Note de la communauté : 4.1



Qu'est-ce que c'est ?

La musique est comme une lumière qui illumine le cœur des gens. Elle a pourtant disparu de notre monde. Tout a commencé lorsqu'une météorite noire est tombée sur Terre. Des monstres nommés D2 ont émergé pour nous anéantir. Comme ces créatures étaient attirées par les mélodies, la musique est devenue taboue. Mais des opposants sont apparus. Les Musicart sont des filles tirant leur pouvoir de la musique et pouvant vaincre les D2. À leur côté, les Chefs d'orchestre les dirigent et les guident.

takt op. Destiny est diffusé sur Crunchyroll le mardi à 18 h.


Comment était le premier épisode ?

Damien Hilaire
Note :

Un publicité pour un jeu mobile ! Ça faisait longtemps tiens (non). Une différence notable toutefois, dans le cas de takt op. Destiny, le jeu n'est pas encore sorti, d'ordinaire c'est plutôt pour promouvoir un titre déjà installé alors que ce coup-ci, le but est vraiment d'être un produit d'appel pour un jeu à venir, pas exactement la même chose que Scarlet Nexus cet été. Au moins y aura pas besoin d'avoir fait le jeu pour comprendre l'histoire et c'est pas plus mal ! Comme c'est Bandai Namco qui est derrière, ils ont voulu taper fort et voilà qu'ils proposent une alliance étonnante entre deux studio forts de l'archipel, Madhouse et MAPPA. L'un est historique, l'autre une étoile montante qui gagne en force à chaque nouvelle production. Pour gérer un tel projet, ils installent Yuuki Itoh à la barre, qui loin d'être un spécialiste, a déjà adapté Granblue Fantasy avec succès. Au scénario Kiyoko Yoshimura, qui a écrit la saison 2 de Granblue Fantasy, mais aussi Garo -Vanishing Line- et The God of High School.
Au chara-design, un gros illustrateur indépendant, LAM, qui bosse autant sur du jeux vidéo que des Vtuber. Autre point important, sur ce titre en particulier, la musique est signée Yoshihiro Ike qu'on connaît surtout pour l'OST de Tiger & Bunny, les Rage of Bahamut et la trilogie Itoh.
Maintenant que c'est posé, qu'est-ce donc que takt op. Destiny ?

Dans un futur lointain mais pas trop, un envahisseur venu de l'espace s'est mis à nous attaquer parce qu'ils sont allergiques à la musique. Depuis leur apparition, la musique est un art prohibé et défendu. Pour remédier à la situation, des duos entre un maestro et son instrument humain sont envoyés pour les combattre. Nous suivons l'un deux, en route vers New York pour être accordé.

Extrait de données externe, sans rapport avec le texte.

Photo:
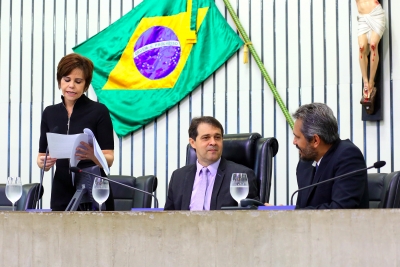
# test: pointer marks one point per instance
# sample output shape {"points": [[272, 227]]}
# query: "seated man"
{"points": [[322, 156], [206, 184]]}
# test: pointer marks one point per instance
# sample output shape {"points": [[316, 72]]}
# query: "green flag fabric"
{"points": [[155, 55]]}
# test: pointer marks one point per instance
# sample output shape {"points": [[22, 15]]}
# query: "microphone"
{"points": [[77, 170], [55, 129], [377, 165]]}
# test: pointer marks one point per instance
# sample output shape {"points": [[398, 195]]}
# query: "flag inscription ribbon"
{"points": [[155, 55]]}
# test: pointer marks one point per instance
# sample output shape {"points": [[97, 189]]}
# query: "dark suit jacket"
{"points": [[345, 193], [182, 180]]}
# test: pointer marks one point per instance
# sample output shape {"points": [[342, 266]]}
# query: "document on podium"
{"points": [[63, 146]]}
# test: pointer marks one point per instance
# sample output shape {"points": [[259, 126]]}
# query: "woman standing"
{"points": [[371, 25], [71, 116]]}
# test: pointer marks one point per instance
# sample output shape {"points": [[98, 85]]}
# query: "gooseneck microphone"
{"points": [[77, 170], [377, 165]]}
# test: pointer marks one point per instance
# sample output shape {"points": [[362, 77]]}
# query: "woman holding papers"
{"points": [[75, 112]]}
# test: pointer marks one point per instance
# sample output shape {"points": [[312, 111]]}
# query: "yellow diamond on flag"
{"points": [[156, 53]]}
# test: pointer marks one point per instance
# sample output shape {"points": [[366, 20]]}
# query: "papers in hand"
{"points": [[63, 146]]}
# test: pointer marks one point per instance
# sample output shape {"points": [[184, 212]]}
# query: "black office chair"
{"points": [[252, 151], [27, 201], [126, 198], [384, 190]]}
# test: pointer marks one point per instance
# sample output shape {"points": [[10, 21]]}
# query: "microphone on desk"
{"points": [[377, 165], [38, 196], [77, 170]]}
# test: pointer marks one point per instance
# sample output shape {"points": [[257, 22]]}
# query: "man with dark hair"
{"points": [[206, 184], [322, 156]]}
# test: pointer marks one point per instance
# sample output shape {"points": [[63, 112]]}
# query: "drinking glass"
{"points": [[13, 190], [239, 186], [100, 190]]}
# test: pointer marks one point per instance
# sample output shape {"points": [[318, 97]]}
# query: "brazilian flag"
{"points": [[155, 55]]}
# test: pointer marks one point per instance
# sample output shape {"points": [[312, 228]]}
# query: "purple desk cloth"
{"points": [[276, 207], [147, 209]]}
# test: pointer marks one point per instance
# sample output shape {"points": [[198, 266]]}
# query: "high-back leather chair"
{"points": [[250, 150], [127, 198], [384, 190], [27, 201]]}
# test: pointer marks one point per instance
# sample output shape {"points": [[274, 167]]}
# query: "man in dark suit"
{"points": [[206, 184], [322, 156]]}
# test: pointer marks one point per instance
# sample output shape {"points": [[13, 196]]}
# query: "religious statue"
{"points": [[371, 25]]}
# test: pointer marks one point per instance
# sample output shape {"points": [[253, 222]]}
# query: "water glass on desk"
{"points": [[239, 186], [13, 190], [100, 190]]}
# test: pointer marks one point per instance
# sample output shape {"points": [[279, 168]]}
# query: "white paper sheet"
{"points": [[63, 146]]}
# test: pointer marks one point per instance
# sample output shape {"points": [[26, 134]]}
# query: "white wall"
{"points": [[309, 48]]}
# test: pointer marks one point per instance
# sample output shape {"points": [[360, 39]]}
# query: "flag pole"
{"points": [[259, 63]]}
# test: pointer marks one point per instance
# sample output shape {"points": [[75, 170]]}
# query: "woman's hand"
{"points": [[85, 152], [49, 161]]}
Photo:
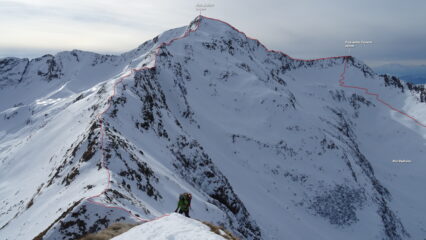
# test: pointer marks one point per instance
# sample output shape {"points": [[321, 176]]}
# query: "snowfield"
{"points": [[270, 147], [175, 226]]}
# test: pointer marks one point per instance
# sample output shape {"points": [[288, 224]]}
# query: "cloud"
{"points": [[304, 29]]}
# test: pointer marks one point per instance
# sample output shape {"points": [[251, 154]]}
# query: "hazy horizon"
{"points": [[307, 29]]}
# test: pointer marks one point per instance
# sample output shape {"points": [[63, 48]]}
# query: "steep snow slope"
{"points": [[174, 226], [271, 147]]}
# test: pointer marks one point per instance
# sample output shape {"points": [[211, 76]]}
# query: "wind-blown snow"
{"points": [[271, 147], [175, 226]]}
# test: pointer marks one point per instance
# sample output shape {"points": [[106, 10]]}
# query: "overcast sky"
{"points": [[300, 28]]}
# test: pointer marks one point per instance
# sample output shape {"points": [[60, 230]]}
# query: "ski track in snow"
{"points": [[133, 71]]}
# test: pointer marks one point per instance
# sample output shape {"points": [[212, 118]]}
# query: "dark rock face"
{"points": [[339, 204]]}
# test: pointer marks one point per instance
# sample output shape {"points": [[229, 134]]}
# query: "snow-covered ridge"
{"points": [[174, 226], [259, 138]]}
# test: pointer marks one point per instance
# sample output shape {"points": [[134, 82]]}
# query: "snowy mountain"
{"points": [[175, 227], [271, 147]]}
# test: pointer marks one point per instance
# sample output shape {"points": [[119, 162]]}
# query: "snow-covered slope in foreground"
{"points": [[271, 147], [175, 226]]}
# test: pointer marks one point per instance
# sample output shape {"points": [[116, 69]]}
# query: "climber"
{"points": [[184, 203]]}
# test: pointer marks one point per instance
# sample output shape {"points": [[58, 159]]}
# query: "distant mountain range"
{"points": [[414, 74], [271, 147]]}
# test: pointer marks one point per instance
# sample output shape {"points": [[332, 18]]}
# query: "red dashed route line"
{"points": [[342, 84], [133, 71]]}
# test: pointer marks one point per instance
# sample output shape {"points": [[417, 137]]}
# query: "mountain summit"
{"points": [[270, 147]]}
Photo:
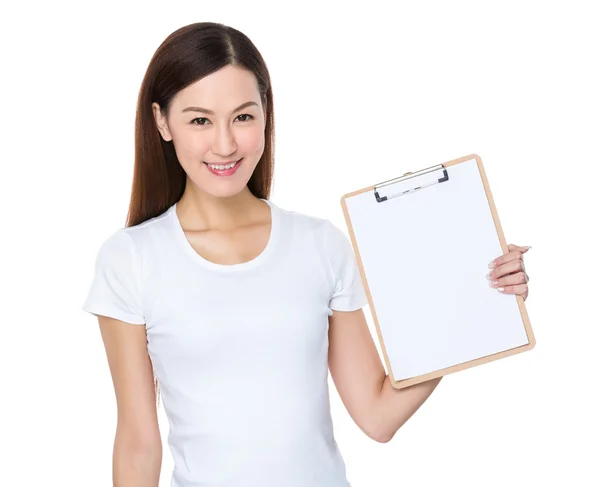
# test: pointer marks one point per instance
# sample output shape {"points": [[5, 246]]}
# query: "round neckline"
{"points": [[266, 252]]}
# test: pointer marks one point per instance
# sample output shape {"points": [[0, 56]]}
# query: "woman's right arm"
{"points": [[137, 454]]}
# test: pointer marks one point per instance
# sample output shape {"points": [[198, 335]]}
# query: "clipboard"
{"points": [[422, 243]]}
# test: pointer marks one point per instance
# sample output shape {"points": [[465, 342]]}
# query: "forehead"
{"points": [[221, 90]]}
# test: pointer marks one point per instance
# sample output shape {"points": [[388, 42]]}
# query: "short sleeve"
{"points": [[115, 290], [348, 293]]}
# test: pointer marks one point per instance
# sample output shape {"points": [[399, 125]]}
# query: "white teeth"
{"points": [[222, 168]]}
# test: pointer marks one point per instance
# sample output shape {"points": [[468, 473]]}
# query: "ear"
{"points": [[161, 122]]}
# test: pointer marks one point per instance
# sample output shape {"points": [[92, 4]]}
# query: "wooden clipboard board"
{"points": [[360, 210]]}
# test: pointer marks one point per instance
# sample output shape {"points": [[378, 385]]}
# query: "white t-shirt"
{"points": [[239, 351]]}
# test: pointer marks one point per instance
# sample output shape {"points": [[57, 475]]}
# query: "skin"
{"points": [[226, 224]]}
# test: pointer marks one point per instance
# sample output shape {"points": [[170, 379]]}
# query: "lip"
{"points": [[222, 163], [225, 172]]}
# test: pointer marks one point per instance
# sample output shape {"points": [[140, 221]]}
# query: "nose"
{"points": [[224, 142]]}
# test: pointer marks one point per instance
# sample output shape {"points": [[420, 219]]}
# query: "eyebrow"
{"points": [[205, 110]]}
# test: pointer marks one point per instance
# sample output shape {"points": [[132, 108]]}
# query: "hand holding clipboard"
{"points": [[422, 242]]}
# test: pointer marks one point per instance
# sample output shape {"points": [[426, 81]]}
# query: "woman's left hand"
{"points": [[508, 272]]}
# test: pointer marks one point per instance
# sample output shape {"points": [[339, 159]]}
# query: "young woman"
{"points": [[241, 306]]}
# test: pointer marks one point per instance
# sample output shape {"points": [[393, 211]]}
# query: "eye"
{"points": [[203, 119], [246, 115], [199, 118]]}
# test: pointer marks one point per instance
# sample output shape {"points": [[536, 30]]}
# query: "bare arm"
{"points": [[360, 378], [137, 454]]}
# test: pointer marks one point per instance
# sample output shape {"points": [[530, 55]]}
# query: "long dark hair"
{"points": [[185, 56]]}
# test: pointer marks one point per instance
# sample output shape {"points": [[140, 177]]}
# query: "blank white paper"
{"points": [[425, 256]]}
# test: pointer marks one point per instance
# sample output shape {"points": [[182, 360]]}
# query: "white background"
{"points": [[363, 94]]}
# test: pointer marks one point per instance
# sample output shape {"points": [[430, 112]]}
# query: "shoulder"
{"points": [[307, 223], [125, 244]]}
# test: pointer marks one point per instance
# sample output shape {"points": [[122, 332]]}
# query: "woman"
{"points": [[244, 305]]}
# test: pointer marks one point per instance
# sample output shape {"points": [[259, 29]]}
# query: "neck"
{"points": [[199, 210]]}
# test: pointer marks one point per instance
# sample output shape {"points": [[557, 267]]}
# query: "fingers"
{"points": [[508, 273], [511, 266], [510, 280]]}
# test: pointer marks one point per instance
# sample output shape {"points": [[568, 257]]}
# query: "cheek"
{"points": [[251, 141]]}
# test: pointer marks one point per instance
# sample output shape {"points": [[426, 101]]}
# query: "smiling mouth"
{"points": [[222, 167]]}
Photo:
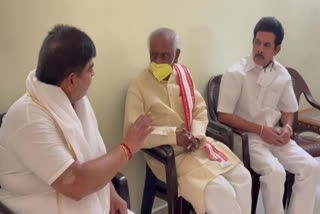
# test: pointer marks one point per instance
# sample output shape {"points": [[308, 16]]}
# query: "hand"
{"points": [[187, 140], [117, 204], [285, 134], [272, 136], [138, 132]]}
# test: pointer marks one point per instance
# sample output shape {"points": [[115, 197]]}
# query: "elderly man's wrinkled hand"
{"points": [[186, 140]]}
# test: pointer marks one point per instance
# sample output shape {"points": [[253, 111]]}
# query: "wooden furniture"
{"points": [[169, 191]]}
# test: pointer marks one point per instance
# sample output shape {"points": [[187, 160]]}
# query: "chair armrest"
{"points": [[244, 139], [220, 132], [4, 209], [165, 154], [245, 146], [120, 183], [311, 100]]}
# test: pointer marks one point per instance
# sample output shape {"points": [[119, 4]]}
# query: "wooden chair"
{"points": [[120, 183], [169, 191], [310, 144]]}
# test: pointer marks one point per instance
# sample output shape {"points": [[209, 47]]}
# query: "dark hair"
{"points": [[65, 49], [270, 24]]}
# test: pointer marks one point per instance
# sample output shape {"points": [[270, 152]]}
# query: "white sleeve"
{"points": [[230, 89], [288, 101], [42, 149]]}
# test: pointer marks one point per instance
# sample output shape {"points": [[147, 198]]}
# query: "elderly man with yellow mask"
{"points": [[209, 175]]}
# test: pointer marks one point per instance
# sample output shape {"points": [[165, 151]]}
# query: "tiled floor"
{"points": [[260, 209]]}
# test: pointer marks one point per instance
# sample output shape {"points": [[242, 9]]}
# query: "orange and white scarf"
{"points": [[188, 100]]}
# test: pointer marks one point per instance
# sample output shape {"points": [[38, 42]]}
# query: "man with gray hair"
{"points": [[209, 175]]}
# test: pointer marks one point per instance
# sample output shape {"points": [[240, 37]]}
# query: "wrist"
{"points": [[289, 128], [261, 131], [126, 150]]}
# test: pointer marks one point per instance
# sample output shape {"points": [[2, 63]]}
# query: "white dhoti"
{"points": [[271, 162], [229, 192]]}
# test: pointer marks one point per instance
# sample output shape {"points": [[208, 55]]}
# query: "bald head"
{"points": [[164, 46]]}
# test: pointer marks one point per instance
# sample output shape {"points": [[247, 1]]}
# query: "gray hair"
{"points": [[168, 33]]}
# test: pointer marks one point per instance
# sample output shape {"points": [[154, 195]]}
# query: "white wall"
{"points": [[214, 34]]}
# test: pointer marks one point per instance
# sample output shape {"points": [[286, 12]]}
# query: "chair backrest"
{"points": [[213, 89], [1, 116]]}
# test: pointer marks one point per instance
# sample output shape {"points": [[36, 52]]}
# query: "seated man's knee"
{"points": [[277, 173], [310, 169]]}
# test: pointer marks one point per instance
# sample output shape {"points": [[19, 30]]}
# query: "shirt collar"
{"points": [[251, 64]]}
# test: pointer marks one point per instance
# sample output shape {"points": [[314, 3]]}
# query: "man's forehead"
{"points": [[265, 35], [161, 42]]}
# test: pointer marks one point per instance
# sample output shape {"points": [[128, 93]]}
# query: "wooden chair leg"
{"points": [[288, 189], [255, 190], [148, 192]]}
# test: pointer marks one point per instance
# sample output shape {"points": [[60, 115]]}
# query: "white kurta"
{"points": [[34, 152], [260, 95]]}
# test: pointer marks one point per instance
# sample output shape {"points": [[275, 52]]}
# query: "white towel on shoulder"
{"points": [[79, 127]]}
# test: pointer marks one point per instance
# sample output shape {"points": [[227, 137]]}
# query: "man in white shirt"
{"points": [[52, 157], [254, 95]]}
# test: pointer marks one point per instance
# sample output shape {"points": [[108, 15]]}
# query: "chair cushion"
{"points": [[309, 144]]}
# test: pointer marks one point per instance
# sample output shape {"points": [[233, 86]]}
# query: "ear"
{"points": [[277, 50], [177, 55], [69, 83]]}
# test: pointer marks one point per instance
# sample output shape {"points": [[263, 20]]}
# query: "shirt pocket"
{"points": [[271, 99]]}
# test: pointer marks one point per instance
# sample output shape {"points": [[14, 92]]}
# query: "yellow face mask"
{"points": [[160, 71]]}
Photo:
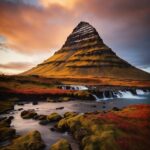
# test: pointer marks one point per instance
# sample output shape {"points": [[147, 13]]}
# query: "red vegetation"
{"points": [[133, 122], [39, 91]]}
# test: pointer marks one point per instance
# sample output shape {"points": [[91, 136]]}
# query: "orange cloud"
{"points": [[65, 3], [15, 66], [29, 29]]}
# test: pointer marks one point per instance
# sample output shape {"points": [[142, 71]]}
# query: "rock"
{"points": [[54, 117], [59, 108], [81, 133], [40, 117], [20, 103], [28, 114], [61, 144], [53, 129], [6, 133], [30, 141], [70, 114], [62, 125], [44, 122], [34, 103], [116, 109]]}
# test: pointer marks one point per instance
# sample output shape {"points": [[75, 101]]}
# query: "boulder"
{"points": [[30, 141], [6, 133], [70, 114], [54, 117], [61, 144], [59, 108], [28, 114]]}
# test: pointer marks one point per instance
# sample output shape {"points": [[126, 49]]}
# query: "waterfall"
{"points": [[127, 94], [141, 92], [96, 98]]}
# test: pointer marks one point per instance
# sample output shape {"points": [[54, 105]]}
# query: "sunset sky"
{"points": [[32, 30]]}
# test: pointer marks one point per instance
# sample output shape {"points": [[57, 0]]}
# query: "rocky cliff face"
{"points": [[84, 54]]}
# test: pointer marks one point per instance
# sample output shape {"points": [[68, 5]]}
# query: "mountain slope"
{"points": [[84, 55]]}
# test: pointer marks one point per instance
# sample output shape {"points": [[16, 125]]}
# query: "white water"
{"points": [[75, 87], [141, 92], [123, 94], [128, 94]]}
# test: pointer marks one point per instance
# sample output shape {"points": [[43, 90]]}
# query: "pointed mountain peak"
{"points": [[83, 34]]}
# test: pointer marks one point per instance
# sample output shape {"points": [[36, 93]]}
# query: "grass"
{"points": [[127, 129]]}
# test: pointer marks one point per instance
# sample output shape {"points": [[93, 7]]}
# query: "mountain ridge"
{"points": [[84, 54]]}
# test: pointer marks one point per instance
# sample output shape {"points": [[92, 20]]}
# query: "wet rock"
{"points": [[62, 125], [59, 108], [34, 103], [70, 114], [81, 133], [6, 133], [30, 141], [53, 129], [20, 103], [54, 117], [61, 144], [40, 117], [20, 109], [116, 109], [103, 106], [44, 122], [28, 114]]}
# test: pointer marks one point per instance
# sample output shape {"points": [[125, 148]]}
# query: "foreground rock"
{"points": [[30, 141], [6, 132], [28, 114], [62, 144], [54, 117], [115, 130]]}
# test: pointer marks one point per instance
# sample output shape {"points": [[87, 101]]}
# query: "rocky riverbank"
{"points": [[115, 129]]}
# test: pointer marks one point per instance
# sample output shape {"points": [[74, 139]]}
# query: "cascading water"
{"points": [[141, 92], [122, 94]]}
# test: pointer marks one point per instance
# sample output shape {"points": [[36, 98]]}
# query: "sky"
{"points": [[32, 30]]}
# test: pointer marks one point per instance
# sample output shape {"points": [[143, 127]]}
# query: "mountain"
{"points": [[84, 55]]}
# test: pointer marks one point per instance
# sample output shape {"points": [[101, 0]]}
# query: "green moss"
{"points": [[6, 133], [30, 141], [6, 106], [62, 144], [62, 125], [65, 99], [54, 117], [70, 114]]}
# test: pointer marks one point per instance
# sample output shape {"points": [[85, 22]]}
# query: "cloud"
{"points": [[37, 26], [15, 66], [29, 29]]}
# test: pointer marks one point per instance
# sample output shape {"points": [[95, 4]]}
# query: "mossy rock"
{"points": [[65, 99], [91, 143], [6, 105], [6, 133], [70, 114], [30, 141], [54, 117], [6, 121], [40, 117], [62, 144], [28, 114], [62, 125], [44, 122]]}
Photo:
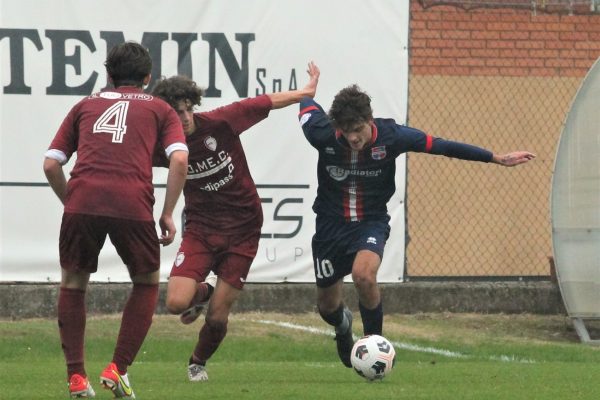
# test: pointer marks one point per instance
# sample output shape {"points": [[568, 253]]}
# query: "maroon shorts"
{"points": [[82, 237], [228, 256]]}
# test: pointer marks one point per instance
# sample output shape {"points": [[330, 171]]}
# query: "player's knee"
{"points": [[363, 278], [217, 327], [176, 305]]}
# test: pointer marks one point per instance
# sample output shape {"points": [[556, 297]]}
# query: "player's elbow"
{"points": [[178, 161], [51, 167]]}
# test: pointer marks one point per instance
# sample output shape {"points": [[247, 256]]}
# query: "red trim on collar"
{"points": [[307, 109], [374, 132]]}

Ce premier épisode est beau ! Vraiment très beau, on reconnaît la volonté habituelle de MAPPA d'en mettre plein les mirettes avec du sakuga à balle et sur ce point nous sommes servis. Il est assez original de voir un titre pareil se passer aux États-Unis, d'ordinaire c'est plutôt au Japon. Le concept de musique et d'envahisseur peut rappeler Symphogear mais le duo Musicart/Conductor rappelle bien plus la saga des Fate/stay night. Le chara-design est joli mais un peu passe-partout.
Difficile de comprendre où ça va avec ce premier épisode mais si la suite est aussi techniquement folle que le premier nous en redemanderons. Toutefois sur ce premier épisode, et pour un titre qui parle de musique, nous n'avons pas trop eu l'occasion d'en entendre beaucoup. Les deux morceaux entendus diégétiquement sont de la musique classique. C'est un peu décevant. Le duo principal est dysfonctionnel, la Musicart est cassée, son Conductor n'a pas assez de force pour lui permettre d'atteindre son plein potentiel mais malgré ça ils doivent rejoindre New York et affronter mille dangers. On part donc sur un road trip à travers les États-Unis qui fait un peu monster of the week. Il est possible que la destination annoncée soit atteinte plus vite que prévue et que le titre parte dans une autre direction, ce serait même appréciable, le générique, signé Ryo de supercell, montre d'autres duos, il faut bien qu'ils servent à quelque chose.
Pour un premier épisode c'est techniquement solide mais l'histoire est encore à définir, c'est très classique mais nous pourrions êtres surpris.


Alain Broutta
Note :

Suite à des pluies d'étoiles filantes, un matériau mystérieux chuta sur Terre et fut analysé pour ses propriétés inconnues. Mais un jour, c'est un caillou plus gros que les autres qui tomba sur Terre, avec à son bord des créatures extraterrestres nommées D2. En quelques décennies, l'humanité fut décimée, malgré l'arrivée salvatrice des Musicarts, seules guerrières capables de lutter contre le D2 grâce au pouvoir de la musique. Ainsi, dans le monde post-cataclysmique des années 2040, la musique reste bannie, pour ne pas provoquer l'arrivée des derniers D2 encore vivants. Mais la musique, oui, la musique, je le sais sera la clé, de l'amour, de l'amitié…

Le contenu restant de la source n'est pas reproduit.